Pensamento ibero-americano

Revista da Secretaria-Geral Ibero-Americana


Autocratização, resiliência ou erosão democrática?

Yanina Welp

Investigadora Sênior do Centro Albert Hirschman para a Democracia (Suíça)

Introdução

Em As Paixões e os Interesses, Albert O. Hirschman lembrou a distinção fundamental de Maquiavel entre “a verdade real das coisas” e as “repúblicas e monarquias imaginárias que nunca foram vistas ou conhecidas por existirem”. A ciência política tem uma longa tradição de pesquisa empírica destinada a identificar “a verdade real das coisas”. No entanto, no estudo da democracia, o que realmente existe é cada vez mais analisado em relação a indicadores que nos permitem elaborar uma métrica refinada, mas também estática, sem história e limitada ao desempenho institucional. Atuando desse modo, o contexto e as condições que moldam as instituições são apagados visando quantificar seus resultados e ordenar os países em um ranking global, como fazem os índices Vdem, The Economist e Freedom House, entre outros. As críticas mais frequentes a esses índices referem-se aos componentes e procedimentos de coleta de dados. Aqui, se contemplam as consequências negativas que o domínio desse corte produz na conversa pública.
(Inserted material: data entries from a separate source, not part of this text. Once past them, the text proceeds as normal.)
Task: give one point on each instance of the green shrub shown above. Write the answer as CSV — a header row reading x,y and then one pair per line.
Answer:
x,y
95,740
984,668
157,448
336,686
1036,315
Não se trata de negar a utilidade dos índices de medição da democracia, mas de chamar a atenção para aquilo que não nos permitem ver e que esconde aspectos relevantes para encontrar soluções viáveis. Isso acontece porque perdemos de vista as variáveis que explicam como se alcança e evolui o equilíbrio dinâmico que permite o pluralismo e o Estado de Direito, que às vezes se adapta ou se perde e, sobretudo, a identificação das janelas de oportunidade para a resiliência e/ou abertura do sistema em um mundo interconectado.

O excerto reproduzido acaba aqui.